The answer depends on what moral and political values you hold. I think that family planning, vaccination, voting, access to health care, human rights, renewable energy and sustainable agriculture are public goods, and that promoting them makes the world a better place. If media can improve the odds that the societal needle moves in those directions, I’m all for it. But other people may think that ethnic cleansing, consumerism, state censorship, fracking, machismo, oligarchy and theocracy are good things; they would call the content I favor propaganda, and I would return the favor. One person’s pro-social media is another person’s psyops and agitprop. If you increase the power of media to move audiences, you do it for white hats and black hats alike.
That worries me. I’m also concerned about the potential consequences for freedom of expression, especially artistic expression. What would happen if data demonstrated beyond a reasonable doubt that parts of our popular culture were toxic – that the connections between song lyrics and misogyny, video games and violence, rape on TV and rape on campuses and in the military, were as strong as the connections between air pollution and asthma, coal ash and birth defects, fluorocarbon gases and skin cancer?

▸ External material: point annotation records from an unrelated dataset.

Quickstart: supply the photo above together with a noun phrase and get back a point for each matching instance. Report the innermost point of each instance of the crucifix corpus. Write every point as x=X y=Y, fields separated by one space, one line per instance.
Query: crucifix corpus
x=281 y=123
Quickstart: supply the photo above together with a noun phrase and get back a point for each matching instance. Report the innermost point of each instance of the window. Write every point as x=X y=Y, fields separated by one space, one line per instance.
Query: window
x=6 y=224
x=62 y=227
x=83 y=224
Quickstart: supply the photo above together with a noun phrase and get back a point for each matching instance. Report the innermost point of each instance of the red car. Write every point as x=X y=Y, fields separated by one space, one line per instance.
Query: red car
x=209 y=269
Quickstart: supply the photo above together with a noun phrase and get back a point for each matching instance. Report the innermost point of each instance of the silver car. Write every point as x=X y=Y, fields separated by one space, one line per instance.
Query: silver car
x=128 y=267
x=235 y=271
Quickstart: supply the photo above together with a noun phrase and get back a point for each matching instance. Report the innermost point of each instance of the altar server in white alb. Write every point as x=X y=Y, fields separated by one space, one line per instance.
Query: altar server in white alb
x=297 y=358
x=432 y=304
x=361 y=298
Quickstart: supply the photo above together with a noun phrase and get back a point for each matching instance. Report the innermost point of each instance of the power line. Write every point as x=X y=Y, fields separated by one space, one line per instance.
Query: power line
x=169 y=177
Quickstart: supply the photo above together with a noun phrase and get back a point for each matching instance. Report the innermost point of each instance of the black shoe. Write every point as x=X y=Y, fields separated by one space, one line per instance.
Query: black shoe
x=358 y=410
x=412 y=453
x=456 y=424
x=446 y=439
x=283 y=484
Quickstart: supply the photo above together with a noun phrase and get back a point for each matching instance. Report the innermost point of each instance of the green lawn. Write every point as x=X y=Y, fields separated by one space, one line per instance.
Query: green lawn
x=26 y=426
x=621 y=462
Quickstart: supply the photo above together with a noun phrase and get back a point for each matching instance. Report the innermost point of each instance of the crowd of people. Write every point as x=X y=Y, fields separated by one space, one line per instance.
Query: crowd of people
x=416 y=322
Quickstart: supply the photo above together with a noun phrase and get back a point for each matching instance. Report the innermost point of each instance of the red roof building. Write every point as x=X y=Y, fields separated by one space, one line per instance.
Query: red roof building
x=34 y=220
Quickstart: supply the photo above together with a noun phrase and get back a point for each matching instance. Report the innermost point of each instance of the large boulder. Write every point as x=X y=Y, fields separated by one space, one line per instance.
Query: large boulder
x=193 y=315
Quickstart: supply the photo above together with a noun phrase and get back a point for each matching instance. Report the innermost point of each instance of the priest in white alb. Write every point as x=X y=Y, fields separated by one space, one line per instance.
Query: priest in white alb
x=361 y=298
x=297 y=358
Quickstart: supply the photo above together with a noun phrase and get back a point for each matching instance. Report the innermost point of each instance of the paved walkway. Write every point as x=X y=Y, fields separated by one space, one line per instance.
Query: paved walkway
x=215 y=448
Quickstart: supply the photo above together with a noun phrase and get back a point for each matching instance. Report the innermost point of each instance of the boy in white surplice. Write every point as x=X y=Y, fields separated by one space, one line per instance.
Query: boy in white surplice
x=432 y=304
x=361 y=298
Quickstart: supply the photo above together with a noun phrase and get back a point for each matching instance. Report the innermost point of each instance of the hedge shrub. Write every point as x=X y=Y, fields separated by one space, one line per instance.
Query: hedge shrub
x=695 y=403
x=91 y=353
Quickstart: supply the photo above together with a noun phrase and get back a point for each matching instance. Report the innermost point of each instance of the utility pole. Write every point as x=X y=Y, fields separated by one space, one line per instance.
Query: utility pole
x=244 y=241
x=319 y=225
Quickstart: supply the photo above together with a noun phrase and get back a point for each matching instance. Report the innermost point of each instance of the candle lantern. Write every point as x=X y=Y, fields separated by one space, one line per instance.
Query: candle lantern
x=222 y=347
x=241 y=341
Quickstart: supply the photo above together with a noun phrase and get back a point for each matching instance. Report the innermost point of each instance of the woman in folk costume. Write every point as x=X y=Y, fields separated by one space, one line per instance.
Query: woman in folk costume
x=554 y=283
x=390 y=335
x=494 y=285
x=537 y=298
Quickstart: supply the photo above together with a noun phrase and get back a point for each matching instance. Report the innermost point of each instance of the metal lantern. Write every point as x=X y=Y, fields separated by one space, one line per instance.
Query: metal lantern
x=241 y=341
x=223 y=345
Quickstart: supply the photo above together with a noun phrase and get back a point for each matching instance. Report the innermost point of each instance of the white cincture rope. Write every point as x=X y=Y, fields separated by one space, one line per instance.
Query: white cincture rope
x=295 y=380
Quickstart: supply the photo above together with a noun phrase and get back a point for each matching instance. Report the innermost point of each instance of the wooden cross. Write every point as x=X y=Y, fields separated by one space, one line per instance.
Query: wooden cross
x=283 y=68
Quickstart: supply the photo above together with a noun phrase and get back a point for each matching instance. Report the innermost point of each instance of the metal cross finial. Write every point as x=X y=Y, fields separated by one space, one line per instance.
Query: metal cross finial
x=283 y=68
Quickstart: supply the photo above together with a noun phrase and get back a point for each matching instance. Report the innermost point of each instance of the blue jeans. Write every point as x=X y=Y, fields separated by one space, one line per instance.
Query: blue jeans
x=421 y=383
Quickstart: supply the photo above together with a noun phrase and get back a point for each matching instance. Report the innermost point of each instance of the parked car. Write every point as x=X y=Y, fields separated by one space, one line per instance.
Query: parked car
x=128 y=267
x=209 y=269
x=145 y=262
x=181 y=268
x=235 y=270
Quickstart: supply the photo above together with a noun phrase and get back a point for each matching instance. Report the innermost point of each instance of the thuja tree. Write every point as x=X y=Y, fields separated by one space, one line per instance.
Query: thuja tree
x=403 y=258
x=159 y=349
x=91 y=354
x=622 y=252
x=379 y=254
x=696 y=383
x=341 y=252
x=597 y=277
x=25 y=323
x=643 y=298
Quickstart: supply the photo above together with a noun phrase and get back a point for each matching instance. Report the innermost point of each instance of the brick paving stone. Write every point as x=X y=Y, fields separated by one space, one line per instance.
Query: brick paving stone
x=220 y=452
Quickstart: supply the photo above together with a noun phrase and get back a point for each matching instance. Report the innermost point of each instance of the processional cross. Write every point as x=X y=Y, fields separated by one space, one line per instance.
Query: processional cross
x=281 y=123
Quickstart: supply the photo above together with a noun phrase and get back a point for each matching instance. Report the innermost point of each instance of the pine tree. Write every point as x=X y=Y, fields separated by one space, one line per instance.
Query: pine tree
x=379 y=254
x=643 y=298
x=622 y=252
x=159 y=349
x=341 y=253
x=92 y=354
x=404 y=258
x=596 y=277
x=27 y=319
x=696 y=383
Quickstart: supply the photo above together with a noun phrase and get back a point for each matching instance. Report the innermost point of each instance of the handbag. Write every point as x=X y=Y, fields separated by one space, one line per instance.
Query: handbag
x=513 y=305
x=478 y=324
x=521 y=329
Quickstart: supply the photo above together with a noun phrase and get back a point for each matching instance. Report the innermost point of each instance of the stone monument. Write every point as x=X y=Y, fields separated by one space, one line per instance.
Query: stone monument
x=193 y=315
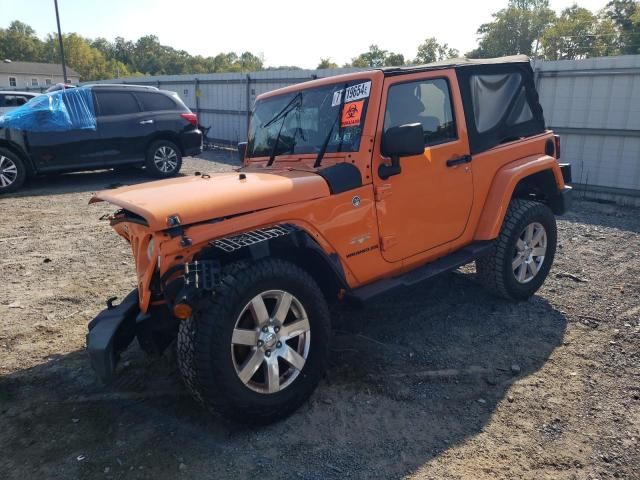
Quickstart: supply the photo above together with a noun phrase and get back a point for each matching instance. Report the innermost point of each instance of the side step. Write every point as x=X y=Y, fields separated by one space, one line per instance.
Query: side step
x=442 y=265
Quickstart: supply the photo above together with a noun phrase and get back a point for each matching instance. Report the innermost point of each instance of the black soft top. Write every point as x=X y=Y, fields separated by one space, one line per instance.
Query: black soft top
x=454 y=63
x=499 y=97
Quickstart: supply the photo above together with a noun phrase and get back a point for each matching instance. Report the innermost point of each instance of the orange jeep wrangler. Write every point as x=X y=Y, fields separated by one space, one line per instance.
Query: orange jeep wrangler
x=350 y=186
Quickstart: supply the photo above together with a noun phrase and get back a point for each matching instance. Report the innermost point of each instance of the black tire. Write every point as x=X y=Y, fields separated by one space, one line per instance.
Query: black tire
x=204 y=343
x=13 y=171
x=495 y=270
x=163 y=159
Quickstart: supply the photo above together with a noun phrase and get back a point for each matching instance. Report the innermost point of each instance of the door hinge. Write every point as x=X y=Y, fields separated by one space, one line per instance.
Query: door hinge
x=388 y=242
x=382 y=191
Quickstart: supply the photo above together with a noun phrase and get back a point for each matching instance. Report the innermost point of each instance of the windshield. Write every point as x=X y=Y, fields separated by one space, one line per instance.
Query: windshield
x=299 y=122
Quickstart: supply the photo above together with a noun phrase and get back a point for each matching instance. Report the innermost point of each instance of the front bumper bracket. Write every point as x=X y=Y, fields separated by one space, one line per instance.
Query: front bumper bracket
x=110 y=333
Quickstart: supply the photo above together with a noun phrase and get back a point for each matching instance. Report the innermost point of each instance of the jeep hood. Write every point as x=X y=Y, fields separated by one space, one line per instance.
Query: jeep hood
x=199 y=198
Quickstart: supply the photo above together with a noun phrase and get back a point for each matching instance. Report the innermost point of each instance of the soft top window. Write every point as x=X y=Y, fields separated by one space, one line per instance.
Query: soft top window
x=500 y=102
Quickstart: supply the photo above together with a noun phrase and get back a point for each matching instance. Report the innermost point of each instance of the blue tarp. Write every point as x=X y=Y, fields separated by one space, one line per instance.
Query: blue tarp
x=69 y=109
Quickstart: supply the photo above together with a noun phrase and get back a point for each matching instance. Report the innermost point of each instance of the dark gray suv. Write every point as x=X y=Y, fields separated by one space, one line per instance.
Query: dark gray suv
x=132 y=126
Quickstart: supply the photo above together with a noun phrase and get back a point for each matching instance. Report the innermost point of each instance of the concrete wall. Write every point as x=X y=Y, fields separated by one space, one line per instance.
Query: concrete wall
x=594 y=105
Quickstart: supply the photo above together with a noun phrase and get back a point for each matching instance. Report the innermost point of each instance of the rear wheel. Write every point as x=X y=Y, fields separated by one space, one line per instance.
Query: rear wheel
x=163 y=159
x=523 y=253
x=12 y=171
x=257 y=349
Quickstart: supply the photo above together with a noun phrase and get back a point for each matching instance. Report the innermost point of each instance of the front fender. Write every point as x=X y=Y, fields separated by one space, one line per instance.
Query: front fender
x=503 y=186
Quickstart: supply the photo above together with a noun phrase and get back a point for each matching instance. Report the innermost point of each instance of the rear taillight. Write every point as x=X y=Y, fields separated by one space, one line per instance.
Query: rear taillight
x=556 y=139
x=192 y=118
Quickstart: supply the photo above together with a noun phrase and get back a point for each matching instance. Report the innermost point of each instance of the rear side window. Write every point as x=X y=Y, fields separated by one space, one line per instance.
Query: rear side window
x=493 y=95
x=116 y=103
x=427 y=102
x=155 y=101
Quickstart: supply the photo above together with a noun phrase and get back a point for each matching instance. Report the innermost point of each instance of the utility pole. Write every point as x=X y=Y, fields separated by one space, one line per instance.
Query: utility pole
x=64 y=68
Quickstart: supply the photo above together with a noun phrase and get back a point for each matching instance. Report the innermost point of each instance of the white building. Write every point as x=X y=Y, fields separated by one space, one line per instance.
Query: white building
x=33 y=75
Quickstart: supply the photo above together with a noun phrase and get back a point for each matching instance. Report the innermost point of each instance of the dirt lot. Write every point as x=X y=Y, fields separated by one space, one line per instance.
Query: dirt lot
x=438 y=381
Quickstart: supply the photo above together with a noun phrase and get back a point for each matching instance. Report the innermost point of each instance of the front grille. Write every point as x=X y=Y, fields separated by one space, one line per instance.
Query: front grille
x=246 y=239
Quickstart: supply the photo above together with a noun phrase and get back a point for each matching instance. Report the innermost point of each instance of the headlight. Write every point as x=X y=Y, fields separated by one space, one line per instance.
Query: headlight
x=150 y=248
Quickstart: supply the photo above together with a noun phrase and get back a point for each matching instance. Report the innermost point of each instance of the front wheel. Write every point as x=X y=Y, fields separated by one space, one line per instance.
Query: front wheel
x=12 y=171
x=163 y=159
x=523 y=253
x=257 y=349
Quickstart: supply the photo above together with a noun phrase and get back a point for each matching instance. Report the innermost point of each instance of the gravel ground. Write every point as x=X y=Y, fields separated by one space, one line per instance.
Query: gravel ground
x=438 y=381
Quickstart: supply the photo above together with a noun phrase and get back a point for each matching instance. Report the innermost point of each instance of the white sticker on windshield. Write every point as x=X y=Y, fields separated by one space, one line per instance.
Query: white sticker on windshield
x=355 y=92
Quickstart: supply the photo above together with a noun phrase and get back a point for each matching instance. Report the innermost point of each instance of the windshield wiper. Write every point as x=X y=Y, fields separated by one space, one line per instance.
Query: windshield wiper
x=282 y=115
x=285 y=111
x=325 y=144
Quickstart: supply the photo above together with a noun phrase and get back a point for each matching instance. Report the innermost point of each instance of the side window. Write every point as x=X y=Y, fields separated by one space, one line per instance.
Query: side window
x=116 y=103
x=427 y=102
x=155 y=101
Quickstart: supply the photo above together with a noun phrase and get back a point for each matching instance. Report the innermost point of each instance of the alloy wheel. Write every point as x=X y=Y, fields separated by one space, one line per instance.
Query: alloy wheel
x=270 y=341
x=165 y=159
x=8 y=171
x=530 y=251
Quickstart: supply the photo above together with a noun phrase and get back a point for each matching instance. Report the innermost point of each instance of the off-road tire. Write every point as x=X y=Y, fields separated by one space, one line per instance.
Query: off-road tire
x=204 y=341
x=9 y=158
x=150 y=160
x=495 y=271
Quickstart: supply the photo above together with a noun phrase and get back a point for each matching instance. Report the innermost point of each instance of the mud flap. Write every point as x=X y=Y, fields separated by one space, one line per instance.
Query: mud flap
x=110 y=333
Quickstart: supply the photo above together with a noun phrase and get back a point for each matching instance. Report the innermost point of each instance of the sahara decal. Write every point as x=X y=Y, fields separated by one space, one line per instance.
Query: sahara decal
x=364 y=250
x=351 y=114
x=355 y=92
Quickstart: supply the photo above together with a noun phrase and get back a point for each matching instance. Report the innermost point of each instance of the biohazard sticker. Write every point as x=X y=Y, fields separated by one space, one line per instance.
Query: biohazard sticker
x=355 y=92
x=351 y=114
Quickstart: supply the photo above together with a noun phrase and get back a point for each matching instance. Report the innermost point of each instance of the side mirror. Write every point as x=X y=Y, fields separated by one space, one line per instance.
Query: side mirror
x=402 y=141
x=242 y=151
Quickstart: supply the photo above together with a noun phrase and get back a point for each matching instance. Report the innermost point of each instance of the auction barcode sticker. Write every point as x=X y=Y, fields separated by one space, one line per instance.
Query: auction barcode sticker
x=355 y=92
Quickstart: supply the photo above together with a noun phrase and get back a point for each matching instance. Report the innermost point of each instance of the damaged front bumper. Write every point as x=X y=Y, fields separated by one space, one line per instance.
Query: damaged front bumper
x=110 y=333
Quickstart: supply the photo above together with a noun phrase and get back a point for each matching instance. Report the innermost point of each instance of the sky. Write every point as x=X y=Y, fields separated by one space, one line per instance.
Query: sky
x=285 y=32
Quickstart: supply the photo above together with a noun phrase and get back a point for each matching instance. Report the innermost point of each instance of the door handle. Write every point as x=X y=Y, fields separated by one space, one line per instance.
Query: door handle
x=452 y=162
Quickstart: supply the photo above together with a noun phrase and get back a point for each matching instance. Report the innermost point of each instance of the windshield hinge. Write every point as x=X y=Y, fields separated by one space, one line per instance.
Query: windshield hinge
x=389 y=241
x=382 y=191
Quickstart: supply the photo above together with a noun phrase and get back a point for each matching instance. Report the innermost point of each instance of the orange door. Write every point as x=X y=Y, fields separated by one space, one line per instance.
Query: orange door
x=428 y=203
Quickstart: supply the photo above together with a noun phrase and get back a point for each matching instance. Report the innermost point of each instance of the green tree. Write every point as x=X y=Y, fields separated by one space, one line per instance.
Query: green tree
x=578 y=33
x=376 y=58
x=326 y=63
x=394 y=60
x=20 y=43
x=431 y=51
x=100 y=58
x=514 y=29
x=625 y=14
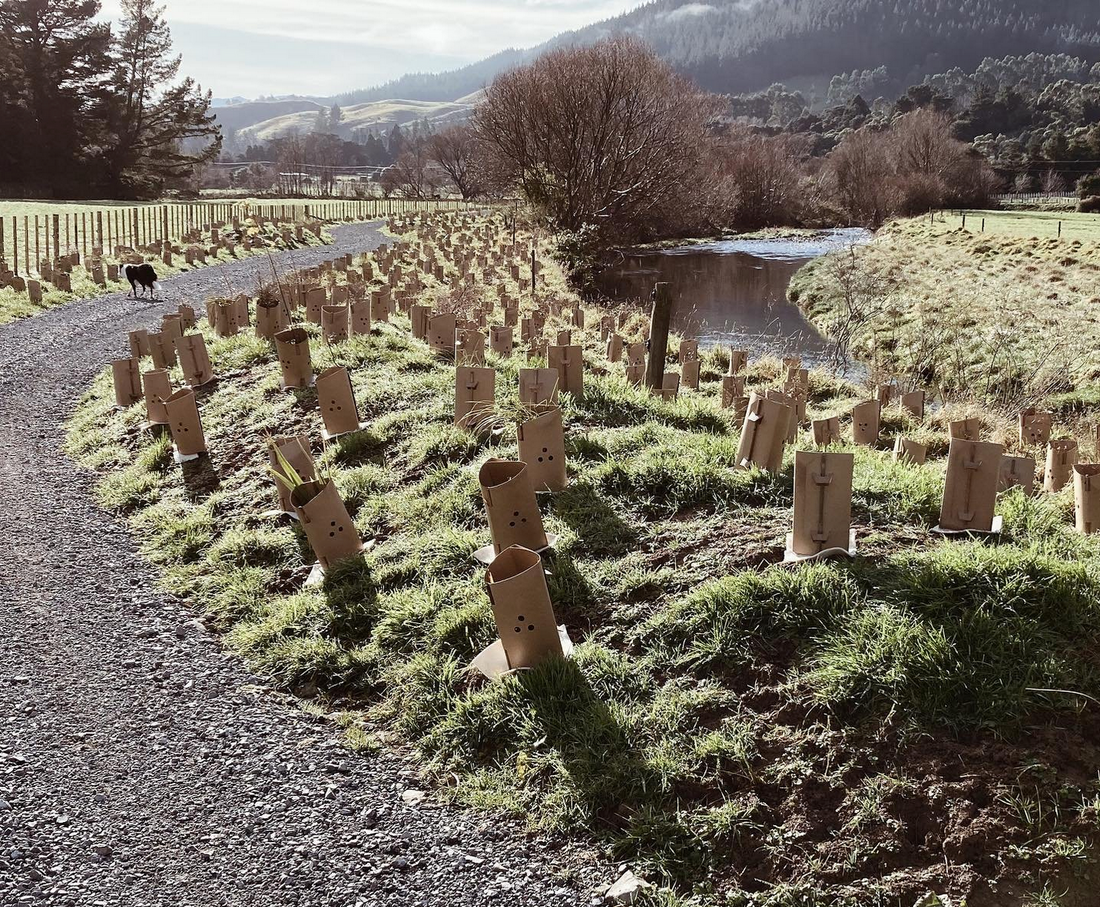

We have laws banning child pornography and marketing cigarettes to kids. How would we regulate entertainment found to be harmful without turning good intentions into a witch-hunt, without pulling art from museum walls and literature from library shelves? How would we draw a line between news that covers violence and hatred, and news that incites violence and hatred? I do want a world where my kind of do-gooders have more tools to increase the good they do, but not at the cost of empowering algorithms that score media against someone else’s idea of a moral yardstick.
I come down on the upside of this dilemma. I’ve cast my lot with efforts to use media to repair the world and to improve how we measure their effectiveness. That’s been a big part of my work for a number of years (have a look at what the Norman Lear Center’s Hollywood, Health & Society program, and our Media Impact Project, are up to), and I’m grateful to the foundations and agencies and donors who support it. But when it comes to the mystery of how words and images affect what people know, what they feel and how they behave, there’s always something to be said for a little pre-emptive paranoia.
This article was first published in Jewish Journal
Marty Kaplan is the Norman Lear Professor of Entertainment, Media and Society and directs the Norman Lear Center at the University of Southern California’s Annenberg School for Communication and Journalism. In the Carter Administration he served as chief speechwriter to Vice President Walter F. Mondale.